Malena Irvine
01:14 14-03-2011 Лидия Гинзбург. Письма Б. Я. Бухштабу
Одесса, 7 июля 1925

<...>

Несущественно, любит ли человек два года, пять лет или десять. Существенно то, что мы в течение двух недель любим до гроба; что мы “никогда не прощаем” неприятность, которую забываем в полтора часа, что мы “порываем навеки” тогда, когда миримся через сутки. —

Вот на чем познается условность времени и неисчерпаемость переживания.

Иуда Искариот продал Христа за 30 серебряников; Виктор Шкловский продал Институт за 40 червонцев. Надеюсь, если мы вздумаем продавать друг друга, мы не сделаем этого бесплатно, а пока что будем переживать Вечность в течение летних каникул. <...>

Целую. Лиля.



Одесса, 27 июня 1927

Дорогой Боря, извини, что пишу с таким опозданием, но мне хотелось выждать, с тем, чтобы написать что-нибудь более или менее определенное. Открытку пишу по причине отсутствия всякой духовной жизни и интеллектуальных интересов.

<...>

Я приобрела в полную собственность маленькое килевое судно (на трех человек), ремонт которого на днях заканчивается, можно будет ездить до отказа. Оно будет называться “Рисли” (Разряд Истории Словесных Искусств). Непосвященным (чтоб не пугались) предполагаю говорить, что у меня был покойный друг, англичанин, носивший это имя. Хочу ложиться в 11-ть, вставать в 7 и заниматься морскими делами, а под вечер играть в теннис; в промежутке можно несколько часов заниматься. Как ты насчет такого времяпрепровождения? (У меня оно, впрочем, только в проекте). Мама очень хочет, чтобы ты приехал, и берется тебя опекать. Я тоже хочу, но боюсь уговаривать, потом еще проклинать будешь. Жду письма. Целую. Привет всем твоим. Л.



Одесса, 5 августа 1927

Опять мне не пришлось встретиться с тобой на морской почве и faire тебя les honneurs моей родной стихии. Правда, я никогда и нигде не владею в такой мере своими душевными способностями, как в воде или на воде. Кроме того, и это не в порядке парадокса, а в порядке честной психологии, — это единственное состояние, которое сопровождается у меня ощущением абсолютной безопасности. Можно ли быть в чем-нибудь уверенным на городской улице, где может задавить трамвай, пришибить камень, сорвавшийся с крыши, пристать хулиган.

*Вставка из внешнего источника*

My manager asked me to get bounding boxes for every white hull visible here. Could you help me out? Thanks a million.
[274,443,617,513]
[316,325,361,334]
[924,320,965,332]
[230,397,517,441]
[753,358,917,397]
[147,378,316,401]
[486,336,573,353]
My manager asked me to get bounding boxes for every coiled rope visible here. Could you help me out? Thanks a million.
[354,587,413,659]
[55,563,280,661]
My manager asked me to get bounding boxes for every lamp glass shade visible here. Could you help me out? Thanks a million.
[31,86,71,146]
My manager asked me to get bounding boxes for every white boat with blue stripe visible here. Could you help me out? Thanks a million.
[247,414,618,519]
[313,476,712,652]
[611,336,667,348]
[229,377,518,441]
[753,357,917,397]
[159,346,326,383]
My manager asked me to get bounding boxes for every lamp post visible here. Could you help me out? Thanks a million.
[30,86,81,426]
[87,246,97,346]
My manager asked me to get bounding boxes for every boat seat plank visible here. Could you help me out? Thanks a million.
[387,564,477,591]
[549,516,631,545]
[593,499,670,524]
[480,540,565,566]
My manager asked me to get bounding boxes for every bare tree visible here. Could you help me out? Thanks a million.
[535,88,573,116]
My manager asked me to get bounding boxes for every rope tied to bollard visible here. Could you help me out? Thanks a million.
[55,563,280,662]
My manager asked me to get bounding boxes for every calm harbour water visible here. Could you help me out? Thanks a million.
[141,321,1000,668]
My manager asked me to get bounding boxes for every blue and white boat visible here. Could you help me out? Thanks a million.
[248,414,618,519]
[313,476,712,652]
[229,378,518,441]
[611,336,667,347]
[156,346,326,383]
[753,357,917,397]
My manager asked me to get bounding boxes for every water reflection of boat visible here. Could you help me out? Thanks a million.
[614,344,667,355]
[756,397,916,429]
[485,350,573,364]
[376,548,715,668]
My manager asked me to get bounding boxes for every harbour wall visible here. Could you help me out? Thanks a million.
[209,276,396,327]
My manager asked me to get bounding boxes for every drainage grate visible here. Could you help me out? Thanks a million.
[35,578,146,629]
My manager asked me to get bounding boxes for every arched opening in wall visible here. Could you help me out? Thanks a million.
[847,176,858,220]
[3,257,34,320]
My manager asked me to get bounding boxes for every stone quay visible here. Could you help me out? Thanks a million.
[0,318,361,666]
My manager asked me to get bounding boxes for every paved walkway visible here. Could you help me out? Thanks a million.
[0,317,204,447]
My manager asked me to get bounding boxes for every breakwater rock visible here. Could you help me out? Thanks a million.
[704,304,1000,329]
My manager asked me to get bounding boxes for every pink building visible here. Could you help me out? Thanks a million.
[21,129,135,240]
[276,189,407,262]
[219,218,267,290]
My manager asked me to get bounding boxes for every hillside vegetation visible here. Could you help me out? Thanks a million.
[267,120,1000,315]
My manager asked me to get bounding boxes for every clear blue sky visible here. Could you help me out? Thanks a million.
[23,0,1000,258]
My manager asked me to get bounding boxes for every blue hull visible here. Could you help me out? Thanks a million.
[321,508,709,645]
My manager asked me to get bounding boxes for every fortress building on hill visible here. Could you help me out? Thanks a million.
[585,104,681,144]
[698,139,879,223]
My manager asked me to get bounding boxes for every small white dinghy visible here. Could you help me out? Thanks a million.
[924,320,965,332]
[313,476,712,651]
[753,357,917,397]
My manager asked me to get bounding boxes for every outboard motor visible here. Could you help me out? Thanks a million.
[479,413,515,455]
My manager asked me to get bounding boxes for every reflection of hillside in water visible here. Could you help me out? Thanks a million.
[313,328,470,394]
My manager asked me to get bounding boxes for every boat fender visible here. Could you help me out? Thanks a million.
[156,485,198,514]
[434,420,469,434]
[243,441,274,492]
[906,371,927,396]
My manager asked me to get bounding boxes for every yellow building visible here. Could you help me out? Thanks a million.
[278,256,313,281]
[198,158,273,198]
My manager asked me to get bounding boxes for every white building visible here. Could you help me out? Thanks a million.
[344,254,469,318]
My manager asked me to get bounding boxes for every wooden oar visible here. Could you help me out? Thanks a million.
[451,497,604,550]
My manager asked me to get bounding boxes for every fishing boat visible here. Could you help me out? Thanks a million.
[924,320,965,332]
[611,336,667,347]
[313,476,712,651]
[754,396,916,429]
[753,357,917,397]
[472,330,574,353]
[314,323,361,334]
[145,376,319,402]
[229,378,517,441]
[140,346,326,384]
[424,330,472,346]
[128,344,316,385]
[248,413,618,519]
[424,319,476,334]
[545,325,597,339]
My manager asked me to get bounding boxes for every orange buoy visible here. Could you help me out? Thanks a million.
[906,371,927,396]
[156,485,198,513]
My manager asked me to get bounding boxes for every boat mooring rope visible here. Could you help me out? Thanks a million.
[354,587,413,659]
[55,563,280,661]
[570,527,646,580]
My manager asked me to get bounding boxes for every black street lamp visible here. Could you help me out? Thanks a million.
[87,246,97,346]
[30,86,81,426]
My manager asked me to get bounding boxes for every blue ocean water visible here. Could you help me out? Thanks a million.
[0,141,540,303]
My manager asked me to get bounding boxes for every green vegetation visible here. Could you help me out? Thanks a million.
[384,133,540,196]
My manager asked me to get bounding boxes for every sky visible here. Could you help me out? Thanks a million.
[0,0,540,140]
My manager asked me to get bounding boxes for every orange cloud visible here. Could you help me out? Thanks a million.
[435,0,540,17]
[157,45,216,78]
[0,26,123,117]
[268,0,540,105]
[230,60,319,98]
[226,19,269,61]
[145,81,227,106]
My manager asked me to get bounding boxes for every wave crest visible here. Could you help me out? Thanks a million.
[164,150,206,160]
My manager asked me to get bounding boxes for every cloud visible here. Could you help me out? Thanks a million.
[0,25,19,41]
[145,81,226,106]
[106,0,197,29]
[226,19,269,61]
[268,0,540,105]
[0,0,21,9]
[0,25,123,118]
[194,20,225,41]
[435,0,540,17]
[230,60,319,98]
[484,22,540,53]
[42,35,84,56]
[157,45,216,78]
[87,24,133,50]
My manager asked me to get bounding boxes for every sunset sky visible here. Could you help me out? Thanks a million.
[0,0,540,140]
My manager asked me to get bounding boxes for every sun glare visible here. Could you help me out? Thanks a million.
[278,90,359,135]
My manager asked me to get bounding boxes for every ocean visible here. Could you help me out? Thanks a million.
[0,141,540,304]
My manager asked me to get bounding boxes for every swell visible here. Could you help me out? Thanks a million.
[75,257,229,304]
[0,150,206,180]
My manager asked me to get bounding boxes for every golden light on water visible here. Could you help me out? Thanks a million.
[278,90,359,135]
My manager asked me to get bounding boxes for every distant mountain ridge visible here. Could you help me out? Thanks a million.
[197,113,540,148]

В море тоже может случиться многое, но ничего абсолютно непредвиденного (разве что — шквал, но это редкость) и ничего такого, где бы исход не зависел, хоть частично, от твоих собственных сил.

<...>

“Два века ссорить не хочу” сказала бы я, если бы исчисление веками не было упразднено и заменено исчислением десятилетиями. У мэтров была не только большая научная правда, но и большая литературно-бытовая правда легкости, “нечистокровности” (символ — Шкловский); они прожили прекрасное десятилетие. Мы же с тобой опоздали на десять лет, а История тем отличается от женщины, что она никому не говорит: “Ты опоздал на десять лет, но все-таки тебе я рада”. Нас эти традиции сделали бы не столько легкими, сколько смешными (прошли времена — и безграмотно); Пушкин, который панически боялся ridicule (от этого страха и погиб), писал о неприличии “моложавых мыслей”.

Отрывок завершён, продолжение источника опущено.